The Arkansas Freedom of Information Act, Sections 25-19-101 to 25-19-107, Ark. Code Ann. (1987), contains no trial preparation exception. Moreover, because the Act contains no express attorney-client privilege exception as one of the enumerated exceptions to disclosure, the Supreme Court of Arkansas held that litigation files are open to public review. Scott v. Smith (1987), 292 Ark. 174, 176, 728 S.W.2d 515, 516.
The cases from the state of New York cited by the appellees are unpersuasive. The New York Freedom of Information Law, Public Officers Law, Sections 84 to 90 (McKinney 1988), like the Arkansas statute, provides no express protection for attorney-client communications. Contrary to the holding of the Arkansas court, the court in Steele v. New York Dept. of Health (1983), 119 Misc. 2d 963, 966, 464 N.Y.S.2d 925, 927, held that the attorney-client privilege protected an intra-agency legal memorandum from disclosure. In Austin v. Purcell (1984),103 A.D. 2d 827, 478 N.Y.S.2d 64, the majority, declining to base its decision on the attorney-client privilege, merely held that a report prepared by an agency's independent counsel did not fall within one of the exceptions to disclosure for intra-agency materials.
The majority view in this case, compared to the hereinabove referred to holdings of our sister states, castrates Ohio's Public Records Law by applying an attorney-client privilege which is inappropriate in this case. Contrary to the appellees' contention, an attorney's compliance with the Ohio Public Records Law would not violate the Ohio Code of Professional Responsibility. The code expressly provides that an attorney may disclose his client's confidences and secrets as required by law. DR 4-101(C)(2). Further, the Ohio Public Records Law does not conflict with Ohio's attorney-client privilege as embodied in R.C. 2317.02(A). That provision only guarantees a testimonial privilege and is to be strictly construed. Cf. Weis v. Weis (1947), 147 Ohio St. 416, 34 Ohio Op. 350, 72 N.E.2d 245, 169 A.L.R. 668, paragraph four of the syllabus.

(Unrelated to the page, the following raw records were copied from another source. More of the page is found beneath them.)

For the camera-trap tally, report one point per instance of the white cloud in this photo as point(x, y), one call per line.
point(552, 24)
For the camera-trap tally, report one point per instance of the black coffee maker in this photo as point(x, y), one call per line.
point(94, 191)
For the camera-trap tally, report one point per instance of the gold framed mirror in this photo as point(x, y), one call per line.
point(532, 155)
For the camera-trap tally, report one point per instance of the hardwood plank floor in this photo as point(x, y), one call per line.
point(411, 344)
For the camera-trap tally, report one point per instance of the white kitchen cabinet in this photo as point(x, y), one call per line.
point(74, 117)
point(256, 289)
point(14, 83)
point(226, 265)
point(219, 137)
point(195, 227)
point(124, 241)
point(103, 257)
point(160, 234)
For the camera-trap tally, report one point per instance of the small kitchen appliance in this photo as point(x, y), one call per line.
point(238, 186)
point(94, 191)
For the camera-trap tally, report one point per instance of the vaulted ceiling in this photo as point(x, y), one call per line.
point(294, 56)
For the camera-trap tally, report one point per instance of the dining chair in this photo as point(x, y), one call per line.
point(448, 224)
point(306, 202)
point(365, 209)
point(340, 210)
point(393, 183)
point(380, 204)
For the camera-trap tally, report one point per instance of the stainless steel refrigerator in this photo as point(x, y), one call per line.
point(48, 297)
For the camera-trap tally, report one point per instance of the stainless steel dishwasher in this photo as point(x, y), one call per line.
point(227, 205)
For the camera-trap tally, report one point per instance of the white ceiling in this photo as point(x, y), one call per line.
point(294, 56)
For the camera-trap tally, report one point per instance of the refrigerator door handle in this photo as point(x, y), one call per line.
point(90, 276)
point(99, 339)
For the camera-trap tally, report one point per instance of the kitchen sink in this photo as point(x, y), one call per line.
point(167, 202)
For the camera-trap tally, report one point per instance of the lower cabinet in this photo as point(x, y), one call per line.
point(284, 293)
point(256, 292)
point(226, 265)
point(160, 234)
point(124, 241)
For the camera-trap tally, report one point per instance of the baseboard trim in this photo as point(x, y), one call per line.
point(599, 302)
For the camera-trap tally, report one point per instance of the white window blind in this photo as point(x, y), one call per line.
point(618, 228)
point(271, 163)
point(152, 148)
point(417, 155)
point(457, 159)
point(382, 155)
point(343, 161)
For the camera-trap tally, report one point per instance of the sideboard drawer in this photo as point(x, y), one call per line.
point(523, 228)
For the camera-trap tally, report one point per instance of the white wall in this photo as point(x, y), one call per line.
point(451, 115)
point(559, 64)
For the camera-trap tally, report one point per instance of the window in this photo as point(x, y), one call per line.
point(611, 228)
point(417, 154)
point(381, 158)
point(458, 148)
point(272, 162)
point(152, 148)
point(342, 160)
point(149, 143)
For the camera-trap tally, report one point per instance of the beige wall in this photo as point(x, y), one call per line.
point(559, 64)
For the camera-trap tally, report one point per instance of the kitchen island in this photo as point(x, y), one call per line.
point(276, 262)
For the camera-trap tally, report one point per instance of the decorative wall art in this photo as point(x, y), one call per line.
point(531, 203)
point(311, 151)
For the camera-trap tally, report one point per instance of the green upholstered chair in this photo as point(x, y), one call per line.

Finally, note that the contested memorandum dealt with the issue of whether an action by an elected official would violate this state's ethics in government laws. Certainly this issue was of paramount importance to the citizens of the appellees' community. The memorandum is precisely the type of material intended by the General Assembly to be subject to prompt public disclosure.
Accordingly, I would reverse the judgment of the trial court and remand for further proceedings.